Malaria Research Centre, Faculty of Medicine and Health Sciences, University Malaysia Sarawak, Kuching, Sarawak, Malaysia.
PLoS Pathog. 2011 Apr;7(4):e1002015. doi: 10.1371/journal.ppat.1002015. Epub 2011 Apr 7.

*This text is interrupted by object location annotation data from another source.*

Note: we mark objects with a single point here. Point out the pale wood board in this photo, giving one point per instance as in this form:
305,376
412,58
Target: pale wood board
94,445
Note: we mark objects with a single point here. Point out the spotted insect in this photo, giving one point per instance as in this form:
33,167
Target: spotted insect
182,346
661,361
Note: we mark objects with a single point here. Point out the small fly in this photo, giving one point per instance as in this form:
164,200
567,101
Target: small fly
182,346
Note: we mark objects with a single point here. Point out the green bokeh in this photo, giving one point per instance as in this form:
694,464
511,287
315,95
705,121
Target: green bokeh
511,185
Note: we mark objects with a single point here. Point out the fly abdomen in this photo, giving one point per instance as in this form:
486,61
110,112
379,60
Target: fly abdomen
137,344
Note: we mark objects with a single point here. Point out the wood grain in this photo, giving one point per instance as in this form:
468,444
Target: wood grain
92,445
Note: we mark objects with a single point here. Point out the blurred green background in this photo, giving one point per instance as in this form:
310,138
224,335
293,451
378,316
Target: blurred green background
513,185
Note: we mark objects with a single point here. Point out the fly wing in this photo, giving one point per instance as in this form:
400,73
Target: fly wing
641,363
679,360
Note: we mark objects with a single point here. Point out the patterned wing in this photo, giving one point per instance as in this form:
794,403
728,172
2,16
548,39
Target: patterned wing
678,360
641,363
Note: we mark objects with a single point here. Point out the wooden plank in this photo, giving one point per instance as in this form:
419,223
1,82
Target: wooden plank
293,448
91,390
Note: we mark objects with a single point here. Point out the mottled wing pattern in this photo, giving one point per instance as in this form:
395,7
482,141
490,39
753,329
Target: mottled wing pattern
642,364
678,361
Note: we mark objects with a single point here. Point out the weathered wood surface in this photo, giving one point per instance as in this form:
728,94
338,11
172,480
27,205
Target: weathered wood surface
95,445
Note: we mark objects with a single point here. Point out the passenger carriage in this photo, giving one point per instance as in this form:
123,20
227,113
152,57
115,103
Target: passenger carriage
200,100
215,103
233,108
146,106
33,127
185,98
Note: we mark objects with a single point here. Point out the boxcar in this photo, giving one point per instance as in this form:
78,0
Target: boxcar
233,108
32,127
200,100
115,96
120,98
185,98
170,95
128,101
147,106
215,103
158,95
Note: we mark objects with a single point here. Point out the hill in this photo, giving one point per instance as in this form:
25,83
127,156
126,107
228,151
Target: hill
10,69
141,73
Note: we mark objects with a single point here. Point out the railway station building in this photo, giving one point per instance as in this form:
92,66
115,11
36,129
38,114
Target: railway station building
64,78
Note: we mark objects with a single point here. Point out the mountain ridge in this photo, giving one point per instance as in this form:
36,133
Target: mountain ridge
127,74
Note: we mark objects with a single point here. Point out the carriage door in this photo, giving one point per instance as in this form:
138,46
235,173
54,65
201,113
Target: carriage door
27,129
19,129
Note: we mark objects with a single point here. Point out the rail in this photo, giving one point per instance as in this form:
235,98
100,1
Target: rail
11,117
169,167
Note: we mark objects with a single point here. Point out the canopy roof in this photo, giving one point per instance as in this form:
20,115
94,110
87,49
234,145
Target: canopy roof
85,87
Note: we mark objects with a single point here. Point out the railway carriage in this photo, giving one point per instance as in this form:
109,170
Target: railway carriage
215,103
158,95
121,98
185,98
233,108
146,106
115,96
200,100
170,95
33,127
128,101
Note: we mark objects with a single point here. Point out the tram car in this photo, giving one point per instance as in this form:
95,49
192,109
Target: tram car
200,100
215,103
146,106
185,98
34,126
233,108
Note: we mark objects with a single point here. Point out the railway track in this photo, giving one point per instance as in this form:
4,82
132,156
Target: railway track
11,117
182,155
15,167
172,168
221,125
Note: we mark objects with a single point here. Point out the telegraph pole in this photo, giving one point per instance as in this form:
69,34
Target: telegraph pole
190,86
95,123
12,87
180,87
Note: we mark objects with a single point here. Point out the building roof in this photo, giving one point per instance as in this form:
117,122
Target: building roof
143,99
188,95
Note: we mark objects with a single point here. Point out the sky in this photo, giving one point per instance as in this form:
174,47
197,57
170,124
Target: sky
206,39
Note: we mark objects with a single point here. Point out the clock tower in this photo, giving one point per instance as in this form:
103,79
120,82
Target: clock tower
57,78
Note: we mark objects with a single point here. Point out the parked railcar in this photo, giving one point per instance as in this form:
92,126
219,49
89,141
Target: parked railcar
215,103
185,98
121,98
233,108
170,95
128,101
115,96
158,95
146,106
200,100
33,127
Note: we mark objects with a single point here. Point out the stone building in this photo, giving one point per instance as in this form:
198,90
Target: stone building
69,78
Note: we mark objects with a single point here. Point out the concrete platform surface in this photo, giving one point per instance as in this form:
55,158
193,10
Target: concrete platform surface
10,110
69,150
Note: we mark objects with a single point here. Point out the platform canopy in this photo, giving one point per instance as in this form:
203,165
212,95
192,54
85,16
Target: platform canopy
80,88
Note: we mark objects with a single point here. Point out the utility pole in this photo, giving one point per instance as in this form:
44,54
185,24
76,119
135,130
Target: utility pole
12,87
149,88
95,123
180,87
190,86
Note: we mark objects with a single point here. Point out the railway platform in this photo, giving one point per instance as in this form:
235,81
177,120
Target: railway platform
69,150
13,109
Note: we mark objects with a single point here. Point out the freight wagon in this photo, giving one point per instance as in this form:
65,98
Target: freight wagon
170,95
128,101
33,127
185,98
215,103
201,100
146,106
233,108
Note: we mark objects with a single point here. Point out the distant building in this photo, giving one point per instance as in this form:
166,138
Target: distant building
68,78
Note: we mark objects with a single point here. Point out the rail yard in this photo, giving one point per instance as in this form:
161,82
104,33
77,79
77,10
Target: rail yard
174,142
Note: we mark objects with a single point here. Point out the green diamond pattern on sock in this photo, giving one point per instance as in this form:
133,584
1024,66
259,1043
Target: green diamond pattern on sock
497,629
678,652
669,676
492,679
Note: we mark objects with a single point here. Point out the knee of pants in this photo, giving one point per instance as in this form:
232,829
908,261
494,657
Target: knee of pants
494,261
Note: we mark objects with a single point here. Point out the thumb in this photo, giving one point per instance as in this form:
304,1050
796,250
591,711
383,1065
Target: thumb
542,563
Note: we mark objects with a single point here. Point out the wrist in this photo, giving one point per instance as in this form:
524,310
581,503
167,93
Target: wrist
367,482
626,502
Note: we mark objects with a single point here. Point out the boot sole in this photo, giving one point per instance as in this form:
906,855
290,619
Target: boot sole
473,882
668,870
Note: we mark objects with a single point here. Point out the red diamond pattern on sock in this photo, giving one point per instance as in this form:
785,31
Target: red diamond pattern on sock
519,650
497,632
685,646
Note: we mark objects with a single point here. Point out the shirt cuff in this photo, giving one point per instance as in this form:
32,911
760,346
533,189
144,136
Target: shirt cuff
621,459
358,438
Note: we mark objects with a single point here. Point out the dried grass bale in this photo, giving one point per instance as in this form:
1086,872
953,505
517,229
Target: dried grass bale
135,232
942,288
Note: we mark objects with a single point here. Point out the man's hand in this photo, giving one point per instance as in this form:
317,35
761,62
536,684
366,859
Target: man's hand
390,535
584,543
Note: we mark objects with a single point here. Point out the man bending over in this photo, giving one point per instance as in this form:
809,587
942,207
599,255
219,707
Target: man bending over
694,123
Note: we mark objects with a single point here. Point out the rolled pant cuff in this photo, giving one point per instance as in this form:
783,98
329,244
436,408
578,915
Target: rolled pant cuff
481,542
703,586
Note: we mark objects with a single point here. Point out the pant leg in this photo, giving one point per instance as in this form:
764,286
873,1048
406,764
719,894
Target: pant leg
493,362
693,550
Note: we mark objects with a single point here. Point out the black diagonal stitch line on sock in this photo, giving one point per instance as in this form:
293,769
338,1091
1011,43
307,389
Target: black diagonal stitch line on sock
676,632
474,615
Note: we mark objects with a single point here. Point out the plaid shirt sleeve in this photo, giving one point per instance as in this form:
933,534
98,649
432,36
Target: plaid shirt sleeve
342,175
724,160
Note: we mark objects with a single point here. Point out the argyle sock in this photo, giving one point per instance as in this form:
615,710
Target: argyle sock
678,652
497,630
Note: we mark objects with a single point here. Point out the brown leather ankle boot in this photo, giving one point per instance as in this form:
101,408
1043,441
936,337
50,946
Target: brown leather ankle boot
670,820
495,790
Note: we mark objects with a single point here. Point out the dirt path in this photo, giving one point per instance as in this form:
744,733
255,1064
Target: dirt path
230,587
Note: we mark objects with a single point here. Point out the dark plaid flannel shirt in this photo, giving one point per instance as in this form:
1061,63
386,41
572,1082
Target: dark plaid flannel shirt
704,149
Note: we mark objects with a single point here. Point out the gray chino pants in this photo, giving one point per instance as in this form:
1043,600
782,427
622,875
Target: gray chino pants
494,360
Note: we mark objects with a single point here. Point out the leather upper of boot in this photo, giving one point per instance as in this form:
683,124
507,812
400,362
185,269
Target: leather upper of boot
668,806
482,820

Plasmodium knowlesi, a malaria parasite originally thought to be restricted to macaques in Southeast Asia, has recently been recognized as a significant cause of human malaria. Unlike the benign and morphologically similar P. malariae, these parasites can lead to fatal infections. Malaria parasites, including P. knowlesi, have not yet been detected in macaques of the Kapit Division of Malaysian Borneo, where the majority of human knowlesi malaria cases have been reported. In order to extend our understanding of the epidemiology and evolutionary history of P. knowlesi, we examined 108 wild macaques for malaria parasites and sequenced the circumsporozoite protein (csp) gene and mitochondrial (mt) DNA of P. knowlesi isolates derived from macaques and humans. We detected five species of Plasmodium (P. knowlesi, P. inui, P. cynomolgi, P. fieldi and P. coatneyi) in the long-tailed and pig-tailed macaques, and an extremely high prevalence of P. inui and P. knowlesi. Macaques had a higher number of P. knowlesi genotypes per infection than humans, and some diverse alleles of the P. knowlesi csp gene and certain mtDNA haplotypes were shared between both hosts. Analyses of DNA sequence data indicate that there are no mtDNA lineages associated exclusively with either host. Furthermore, our analyses of the mtDNA data reveal that P. knowlesi is derived from an ancestral parasite population that existed prior to human settlement in Southeast Asia, and underwent significant population expansion approximately 30,000-40,000 years ago. Our results indicate that human infections with P. knowlesi are not newly emergent in Southeast Asia and that knowlesi malaria is primarily a zoonosis with wild macaques as the reservoir hosts. However, ongoing ecological changes resulting from deforestation, with an associated increase in the human population, could enable this pathogenic species of Plasmodium to switch to humans as the preferred host.
疟原虫 knowlesi,一种最初被认为只局限于东南亚猕猴的疟疾寄生虫,最近被认为是人类疟疾的一个重要原因。与良性且形态相似的疟原虫不同,这些寄生虫可能导致致命感染。在马来西亚婆罗洲的卡皮蒂区,尚未在猕猴中检测到疟原虫,包括疟原虫 knowlesi,但那里报告了大多数人类 knowlesi 疟疾病例。为了扩展我们对疟原虫 knowlesi 的流行病学和进化历史的理解,我们检查了 108 只野生猕猴的疟疾寄生虫,并对来自猕猴和人类的疟原虫分离株的环子孢子蛋白 (csp) 基因和线粒体 (mt) DNA 进行了测序。我们在长尾猕猴和猪尾猕猴中检测到五种疟原虫(疟原虫 knowlesi、疟原虫 inui、疟原虫 cynomolgi、疟原虫 fieldi 和疟原虫 coatneyi),疟原虫 inui 和疟原虫 knowlesi 的流行率非常高。猕猴每感染一次疟原虫 knowlesi 的基因型数量多于人类,并且疟原虫 knowlesi csp 基因的某些多样化等位基因和某些 mtDNA 单倍型在两个宿主之间共享。DNA 序列数据分析表明,没有与任何一个宿主完全相关的 mtDNA 谱系。此外,我们对 mtDNA 数据的分析表明,疟原虫 knowlesi 源自人类在东南亚定居之前就存在的祖先寄生虫种群,并在大约 30,000-40,000 年前经历了显著的种群扩张。我们的研究结果表明,东南亚地区的人类感染疟原虫 knowlesi 并不是新出现的,而 knowlesi 疟疾主要是一种人畜共患病,野生猕猴是其储存宿主。然而,由于森林砍伐导致的生态变化,以及人口的增加,可能会使这种致病性疟原虫转而将人类作为首选宿主。